[Resenha] Um Cântico para Leibowitz

Outra coisa que me prometi, foi de escrever mais aqui, querido senhor Leitor Zero. Comprei o Cântico na feira do livro da USP e como me prometi desencalhar leituras, esse foi o escolhido da vez. Se a gente seguisse com a ideia da Úrsula K. Le Guin, sobre o que é a Sci-fi, eu ficaria muito frustrada de só dizer que o livro se trata de um “e se…”. Mas por partes, é bem isso. E se, depois do dilúvio que os católicos acreditam ter acontecido de fato (aquele, da Arca de Noé), viesse outro dilúvio, como também crêem os católicos (O autor, Walter Miller Jr, é católico convertido depois de lutar muito na guerra, mas, perdoe o comentário, não foi o suficiente para manter a cabeça longe da arma, depois do falecimento de sua esposa), só que dessa vez, de fogo?

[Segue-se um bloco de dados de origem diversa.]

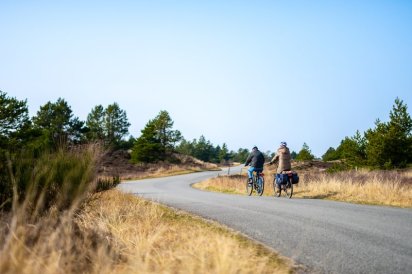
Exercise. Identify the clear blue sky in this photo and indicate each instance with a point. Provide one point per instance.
(241, 72)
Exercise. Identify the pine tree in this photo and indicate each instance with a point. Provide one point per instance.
(157, 142)
(57, 123)
(389, 145)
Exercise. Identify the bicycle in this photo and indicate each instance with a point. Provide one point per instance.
(258, 183)
(287, 187)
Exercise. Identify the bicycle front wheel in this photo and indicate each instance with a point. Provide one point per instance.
(261, 185)
(249, 188)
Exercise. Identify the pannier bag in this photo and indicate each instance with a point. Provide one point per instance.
(295, 178)
(282, 178)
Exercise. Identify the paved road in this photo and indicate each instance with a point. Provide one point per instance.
(324, 236)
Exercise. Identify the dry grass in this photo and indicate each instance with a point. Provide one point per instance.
(390, 188)
(156, 171)
(119, 233)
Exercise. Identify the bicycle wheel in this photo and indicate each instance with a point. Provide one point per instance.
(275, 187)
(288, 189)
(249, 188)
(261, 185)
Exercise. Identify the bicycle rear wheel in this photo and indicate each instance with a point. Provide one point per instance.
(288, 189)
(261, 185)
(249, 188)
(275, 187)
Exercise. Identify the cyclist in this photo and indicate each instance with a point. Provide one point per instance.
(284, 158)
(256, 161)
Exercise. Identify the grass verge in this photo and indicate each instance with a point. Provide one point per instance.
(120, 233)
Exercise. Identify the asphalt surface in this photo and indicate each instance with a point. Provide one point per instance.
(324, 236)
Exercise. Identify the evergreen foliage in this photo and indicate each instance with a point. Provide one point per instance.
(107, 125)
(59, 127)
(157, 142)
(388, 145)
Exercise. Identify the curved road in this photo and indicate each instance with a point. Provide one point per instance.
(324, 236)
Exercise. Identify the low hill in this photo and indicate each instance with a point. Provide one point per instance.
(117, 163)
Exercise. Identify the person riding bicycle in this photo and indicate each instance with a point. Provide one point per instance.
(256, 161)
(283, 157)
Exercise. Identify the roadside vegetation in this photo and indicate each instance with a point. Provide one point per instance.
(113, 232)
(389, 188)
(60, 214)
(369, 168)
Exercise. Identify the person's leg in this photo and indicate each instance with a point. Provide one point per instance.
(250, 172)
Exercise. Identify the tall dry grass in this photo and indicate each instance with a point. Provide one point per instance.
(119, 233)
(391, 188)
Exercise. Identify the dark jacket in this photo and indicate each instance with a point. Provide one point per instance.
(255, 159)
(284, 158)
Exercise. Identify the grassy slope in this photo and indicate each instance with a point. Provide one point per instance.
(363, 187)
(120, 233)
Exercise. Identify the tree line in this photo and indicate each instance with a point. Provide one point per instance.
(55, 126)
(388, 145)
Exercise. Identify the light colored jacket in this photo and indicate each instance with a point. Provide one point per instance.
(284, 158)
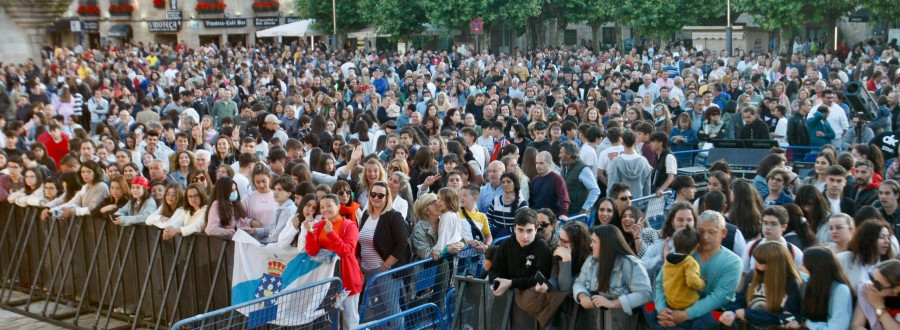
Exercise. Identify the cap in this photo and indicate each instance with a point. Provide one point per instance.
(272, 119)
(141, 181)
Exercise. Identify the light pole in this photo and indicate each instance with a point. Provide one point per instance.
(334, 26)
(728, 29)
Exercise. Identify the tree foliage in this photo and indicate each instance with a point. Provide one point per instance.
(396, 17)
(348, 18)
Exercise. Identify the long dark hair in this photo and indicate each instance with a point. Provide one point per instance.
(73, 184)
(864, 243)
(823, 270)
(746, 208)
(797, 224)
(227, 209)
(579, 242)
(809, 194)
(612, 247)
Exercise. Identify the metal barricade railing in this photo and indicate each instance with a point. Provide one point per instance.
(403, 288)
(477, 308)
(426, 316)
(655, 208)
(312, 306)
(83, 272)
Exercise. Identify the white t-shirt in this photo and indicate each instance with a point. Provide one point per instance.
(589, 156)
(479, 153)
(607, 155)
(781, 130)
(835, 205)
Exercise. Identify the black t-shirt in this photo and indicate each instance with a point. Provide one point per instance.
(887, 143)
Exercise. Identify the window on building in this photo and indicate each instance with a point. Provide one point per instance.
(570, 37)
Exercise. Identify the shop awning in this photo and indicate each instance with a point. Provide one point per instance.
(368, 32)
(297, 29)
(121, 31)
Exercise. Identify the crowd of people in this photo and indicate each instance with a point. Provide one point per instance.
(387, 158)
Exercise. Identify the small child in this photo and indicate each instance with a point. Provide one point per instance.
(681, 273)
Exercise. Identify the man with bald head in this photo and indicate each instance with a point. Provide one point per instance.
(548, 189)
(492, 188)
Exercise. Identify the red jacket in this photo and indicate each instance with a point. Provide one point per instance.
(55, 150)
(345, 247)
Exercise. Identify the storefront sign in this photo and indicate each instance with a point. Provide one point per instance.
(91, 26)
(225, 22)
(164, 26)
(265, 21)
(173, 15)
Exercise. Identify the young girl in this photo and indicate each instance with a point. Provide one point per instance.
(31, 194)
(226, 213)
(139, 207)
(772, 296)
(173, 198)
(449, 226)
(190, 218)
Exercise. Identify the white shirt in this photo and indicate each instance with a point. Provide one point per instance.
(480, 154)
(589, 156)
(837, 118)
(607, 155)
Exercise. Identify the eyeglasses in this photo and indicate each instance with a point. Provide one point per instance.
(771, 224)
(878, 286)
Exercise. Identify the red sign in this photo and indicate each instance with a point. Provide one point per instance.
(477, 25)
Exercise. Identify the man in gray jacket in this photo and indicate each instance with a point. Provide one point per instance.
(630, 168)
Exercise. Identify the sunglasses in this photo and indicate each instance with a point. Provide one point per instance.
(878, 286)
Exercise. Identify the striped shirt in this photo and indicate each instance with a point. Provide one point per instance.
(500, 214)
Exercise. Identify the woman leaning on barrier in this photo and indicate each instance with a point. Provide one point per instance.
(118, 197)
(173, 198)
(33, 190)
(89, 197)
(613, 283)
(139, 207)
(190, 218)
(339, 235)
(383, 244)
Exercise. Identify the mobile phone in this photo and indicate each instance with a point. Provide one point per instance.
(540, 278)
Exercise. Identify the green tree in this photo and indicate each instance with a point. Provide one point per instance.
(400, 18)
(776, 15)
(348, 18)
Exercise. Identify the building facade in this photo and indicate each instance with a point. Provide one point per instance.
(194, 22)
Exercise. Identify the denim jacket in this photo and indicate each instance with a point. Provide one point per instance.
(629, 282)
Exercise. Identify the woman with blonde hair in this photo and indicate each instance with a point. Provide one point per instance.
(662, 119)
(772, 294)
(372, 172)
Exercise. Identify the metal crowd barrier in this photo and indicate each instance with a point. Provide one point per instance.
(427, 316)
(425, 281)
(85, 273)
(655, 208)
(312, 306)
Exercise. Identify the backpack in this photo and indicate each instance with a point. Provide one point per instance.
(755, 242)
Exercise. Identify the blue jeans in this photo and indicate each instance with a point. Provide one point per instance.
(704, 322)
(383, 298)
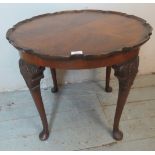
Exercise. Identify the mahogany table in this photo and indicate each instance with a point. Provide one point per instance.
(80, 39)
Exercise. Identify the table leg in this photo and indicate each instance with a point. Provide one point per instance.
(55, 85)
(108, 72)
(32, 75)
(126, 74)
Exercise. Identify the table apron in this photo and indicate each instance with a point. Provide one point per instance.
(80, 63)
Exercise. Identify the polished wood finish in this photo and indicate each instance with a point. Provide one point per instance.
(108, 88)
(107, 39)
(126, 74)
(55, 84)
(97, 33)
(32, 75)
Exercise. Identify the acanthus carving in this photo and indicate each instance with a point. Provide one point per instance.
(32, 74)
(126, 73)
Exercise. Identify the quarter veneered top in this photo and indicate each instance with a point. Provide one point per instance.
(95, 32)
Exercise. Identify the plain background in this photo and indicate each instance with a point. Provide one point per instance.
(10, 14)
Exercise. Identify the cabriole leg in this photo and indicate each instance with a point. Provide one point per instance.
(108, 72)
(32, 75)
(55, 85)
(126, 74)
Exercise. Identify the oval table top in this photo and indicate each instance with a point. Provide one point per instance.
(94, 32)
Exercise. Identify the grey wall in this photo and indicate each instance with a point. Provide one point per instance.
(10, 78)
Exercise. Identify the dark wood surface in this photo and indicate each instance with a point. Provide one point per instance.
(95, 32)
(110, 39)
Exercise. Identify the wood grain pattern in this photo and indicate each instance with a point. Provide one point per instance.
(95, 32)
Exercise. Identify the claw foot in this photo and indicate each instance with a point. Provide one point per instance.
(44, 135)
(108, 89)
(118, 135)
(54, 90)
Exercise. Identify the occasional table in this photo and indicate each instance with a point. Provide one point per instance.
(80, 39)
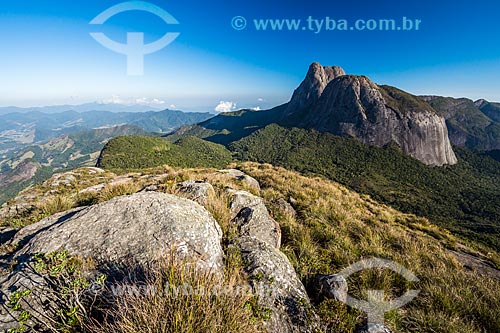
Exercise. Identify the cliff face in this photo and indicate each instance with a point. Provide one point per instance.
(354, 106)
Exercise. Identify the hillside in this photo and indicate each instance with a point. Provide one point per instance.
(349, 106)
(324, 228)
(463, 198)
(135, 152)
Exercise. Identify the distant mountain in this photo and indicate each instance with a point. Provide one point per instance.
(464, 198)
(18, 130)
(475, 125)
(112, 107)
(349, 106)
(38, 126)
(37, 162)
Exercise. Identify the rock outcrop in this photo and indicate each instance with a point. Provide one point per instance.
(311, 89)
(354, 106)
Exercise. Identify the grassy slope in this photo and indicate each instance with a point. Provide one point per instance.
(464, 198)
(135, 152)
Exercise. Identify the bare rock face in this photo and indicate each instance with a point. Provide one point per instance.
(272, 276)
(144, 226)
(310, 90)
(354, 106)
(278, 287)
(241, 176)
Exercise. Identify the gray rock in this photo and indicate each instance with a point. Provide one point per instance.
(353, 106)
(330, 286)
(278, 288)
(310, 90)
(252, 217)
(272, 276)
(196, 191)
(374, 328)
(241, 176)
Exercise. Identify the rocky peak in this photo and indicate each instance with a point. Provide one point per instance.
(315, 82)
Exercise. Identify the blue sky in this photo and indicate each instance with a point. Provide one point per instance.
(48, 57)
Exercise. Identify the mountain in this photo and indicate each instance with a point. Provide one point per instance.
(36, 162)
(475, 125)
(349, 106)
(112, 107)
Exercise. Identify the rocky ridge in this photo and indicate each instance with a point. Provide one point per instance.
(147, 226)
(354, 106)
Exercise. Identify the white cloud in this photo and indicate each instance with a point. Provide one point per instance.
(224, 106)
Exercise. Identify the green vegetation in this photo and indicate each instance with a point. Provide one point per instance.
(62, 153)
(333, 228)
(135, 152)
(464, 198)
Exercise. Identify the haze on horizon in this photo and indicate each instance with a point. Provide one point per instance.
(49, 57)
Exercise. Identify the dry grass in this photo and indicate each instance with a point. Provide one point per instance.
(334, 228)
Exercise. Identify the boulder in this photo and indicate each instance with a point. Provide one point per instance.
(139, 228)
(332, 286)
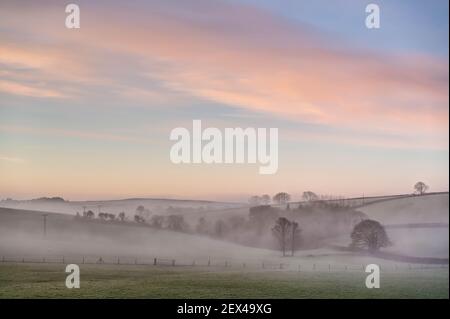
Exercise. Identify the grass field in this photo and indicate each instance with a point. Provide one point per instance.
(117, 281)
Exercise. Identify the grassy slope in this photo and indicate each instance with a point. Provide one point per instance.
(47, 281)
(431, 208)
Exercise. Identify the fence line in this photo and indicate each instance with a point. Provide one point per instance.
(167, 262)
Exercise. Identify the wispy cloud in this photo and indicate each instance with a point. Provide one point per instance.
(243, 57)
(11, 159)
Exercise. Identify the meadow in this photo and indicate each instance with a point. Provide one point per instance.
(122, 281)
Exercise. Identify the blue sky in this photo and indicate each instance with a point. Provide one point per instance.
(87, 113)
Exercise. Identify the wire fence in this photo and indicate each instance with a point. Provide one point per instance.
(216, 263)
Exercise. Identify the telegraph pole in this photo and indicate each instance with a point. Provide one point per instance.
(45, 225)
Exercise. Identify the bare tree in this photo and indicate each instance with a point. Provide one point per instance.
(282, 198)
(254, 200)
(265, 199)
(281, 232)
(369, 234)
(295, 235)
(176, 222)
(420, 188)
(309, 196)
(157, 221)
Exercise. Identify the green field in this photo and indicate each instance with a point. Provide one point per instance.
(117, 281)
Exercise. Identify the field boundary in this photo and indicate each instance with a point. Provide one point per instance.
(210, 263)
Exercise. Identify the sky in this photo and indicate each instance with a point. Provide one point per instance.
(87, 113)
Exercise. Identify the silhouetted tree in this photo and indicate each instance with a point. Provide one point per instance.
(265, 199)
(369, 234)
(282, 198)
(139, 219)
(89, 214)
(420, 188)
(176, 222)
(157, 221)
(295, 235)
(254, 200)
(281, 232)
(220, 228)
(309, 196)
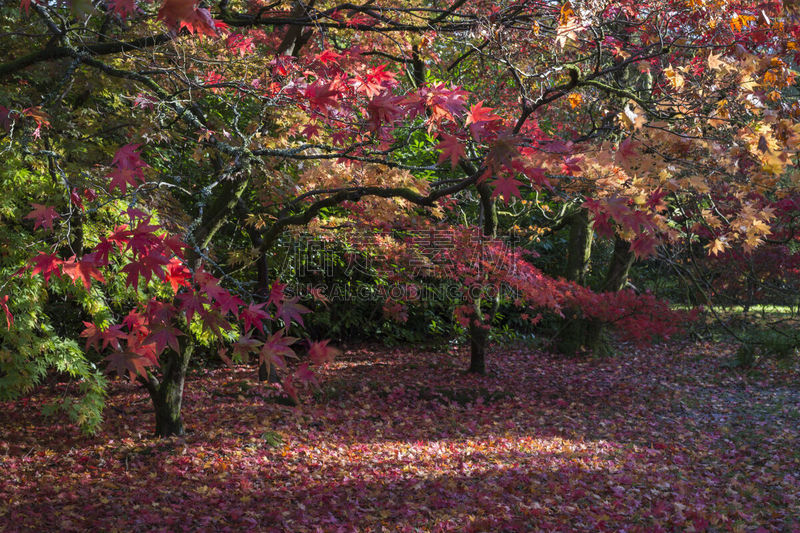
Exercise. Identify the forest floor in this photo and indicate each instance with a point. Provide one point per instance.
(662, 439)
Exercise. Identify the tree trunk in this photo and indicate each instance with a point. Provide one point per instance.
(167, 393)
(571, 338)
(479, 333)
(579, 249)
(616, 278)
(478, 340)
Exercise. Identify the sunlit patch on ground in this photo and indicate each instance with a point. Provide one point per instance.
(402, 440)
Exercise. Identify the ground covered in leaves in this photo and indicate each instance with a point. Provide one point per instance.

E se esse “fogo” fosse radiação? Eis o ponto inicial de nossa história.

Advirto ao leitor que não se trata entretanto, de um simples “contar de fatos”. É esse o cenário que permeia a trama, mas não é ele o ponto principal. Aqui, o ponto principal, digo eu, é o que acontece com a igreja e que papel ela vai assumir, quando o apocalipse termina. Sendo hoje em dia tudo digitalizado, tudo contabilizado em planilhas, quais conhecimentos seriam essenciais e quais sobreviveriam a uma catástrofe radiativa?

Leibowitz e uns migos
Leibowitz e uns migos

E, por mais estranho nos pareça, ainda que em pleno 2014, alguma partição da igreja que viva para manter o conhecimento científico vivo, é por isso que se canoniza o Santo Leibowitz. Diferente da Fundação do Asimov, há guerra e a igreja não pode contê-la. O livro se divide em três partes. O Fiat Lux, Fiat Homo e o Fiat voluntas Tua (que não tem nada com o carro, como alguém que eu não quero dizer, pensou, já imaginando uma clara cópia do Lord Ford, do Huxley, n’Admirável Mundo novo.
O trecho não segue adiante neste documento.